Once our code is ready, all we need to do is generate the Terragrunt plan and deploy the resources.

(Video) Terraform and Terragrunt - Part 1 | Terraform Resources | Terraform AWS Examples | Terraform

Here's how we could deploy the resources or apply changes after changing an input variable in the terragrunt/dev/db/terragrunt.hcl file:

# Alternate for the next directory: cd /home/lionel/demo-terragrunt/terragrunt/dev/db# Initialize terragruntterragrunt init# Generate Terragrunt planterragrunt plan -out myplan.tfplan# Apply planterragrunt apply myplan.tfplan

This approach allows us to really isolate environments as well as changes to a specific module.

The displayed map is identical in all respects to a map displayed via Terraform!


After this basic usage of Terragrunt, we saw together how this tool offers many benefits for effectively managing Terraform deployments, as well as minimizing code duplication.

Allows easy navigation and better understanding of the file system by configuring various settings in terragrunt.hcl files.

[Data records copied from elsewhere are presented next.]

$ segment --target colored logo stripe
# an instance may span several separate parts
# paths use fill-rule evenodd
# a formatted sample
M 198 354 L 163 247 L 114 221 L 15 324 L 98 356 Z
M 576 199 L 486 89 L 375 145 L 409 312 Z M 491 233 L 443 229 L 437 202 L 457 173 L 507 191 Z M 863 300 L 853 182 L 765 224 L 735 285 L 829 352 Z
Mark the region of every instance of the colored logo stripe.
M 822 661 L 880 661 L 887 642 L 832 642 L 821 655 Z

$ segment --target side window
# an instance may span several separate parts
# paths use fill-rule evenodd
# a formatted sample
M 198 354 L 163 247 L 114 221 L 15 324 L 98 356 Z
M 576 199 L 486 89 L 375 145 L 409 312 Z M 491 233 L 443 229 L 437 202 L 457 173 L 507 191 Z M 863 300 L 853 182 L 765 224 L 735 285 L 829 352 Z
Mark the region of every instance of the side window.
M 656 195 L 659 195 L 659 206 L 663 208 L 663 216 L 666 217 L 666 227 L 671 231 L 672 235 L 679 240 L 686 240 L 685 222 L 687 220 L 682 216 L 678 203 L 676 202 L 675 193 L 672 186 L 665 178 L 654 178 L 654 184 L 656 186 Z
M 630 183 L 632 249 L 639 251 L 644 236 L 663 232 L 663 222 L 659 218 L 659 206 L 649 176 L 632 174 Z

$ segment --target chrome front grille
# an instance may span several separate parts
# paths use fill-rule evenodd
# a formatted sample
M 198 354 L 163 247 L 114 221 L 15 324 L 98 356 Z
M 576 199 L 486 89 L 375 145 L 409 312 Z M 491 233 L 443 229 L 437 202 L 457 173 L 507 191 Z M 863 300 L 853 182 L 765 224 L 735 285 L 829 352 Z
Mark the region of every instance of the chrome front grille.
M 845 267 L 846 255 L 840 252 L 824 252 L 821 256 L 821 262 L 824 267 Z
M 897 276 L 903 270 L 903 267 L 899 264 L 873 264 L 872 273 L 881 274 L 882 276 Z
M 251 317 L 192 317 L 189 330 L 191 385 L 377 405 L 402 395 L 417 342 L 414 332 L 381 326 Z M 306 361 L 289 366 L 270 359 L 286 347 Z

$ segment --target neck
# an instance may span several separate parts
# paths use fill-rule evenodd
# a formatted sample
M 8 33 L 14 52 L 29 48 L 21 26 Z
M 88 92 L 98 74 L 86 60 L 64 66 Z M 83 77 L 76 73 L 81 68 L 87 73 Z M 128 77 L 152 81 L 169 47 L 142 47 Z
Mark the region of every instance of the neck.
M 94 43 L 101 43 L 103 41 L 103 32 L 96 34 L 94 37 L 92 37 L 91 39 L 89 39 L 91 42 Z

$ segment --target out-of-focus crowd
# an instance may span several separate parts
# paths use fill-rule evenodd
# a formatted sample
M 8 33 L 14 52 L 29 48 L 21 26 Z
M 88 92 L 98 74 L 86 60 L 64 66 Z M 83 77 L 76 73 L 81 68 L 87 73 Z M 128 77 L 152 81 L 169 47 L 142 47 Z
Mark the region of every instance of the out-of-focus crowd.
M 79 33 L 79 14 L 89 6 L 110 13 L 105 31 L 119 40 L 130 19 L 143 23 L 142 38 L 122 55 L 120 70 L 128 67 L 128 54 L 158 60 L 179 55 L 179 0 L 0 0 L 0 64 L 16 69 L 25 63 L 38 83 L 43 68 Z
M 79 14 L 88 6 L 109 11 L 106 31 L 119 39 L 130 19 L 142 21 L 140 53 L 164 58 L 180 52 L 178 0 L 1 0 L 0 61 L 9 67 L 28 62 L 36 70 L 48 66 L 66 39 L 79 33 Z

We could also generate separate backends for each environment to isolate them from each other. This would not be possible with Terraform workspaces.

But while Terragrunt can offer practical benefits, it can also have some downsides, especially since it requires a separate tool to install and an extra layer of abstraction for teams to learn.

(Video) Connecting Terraform to Terragrunt

Finally, it should be noted that Terragrunt does not natively support Terraform Cloud and Terraform Enterprise, although workarounds are available.

Terragrunt is still a very interesting solution, especially in contexts that span many environments. For simple deployment in 1 or 2 environments, Terraform alone may suffice.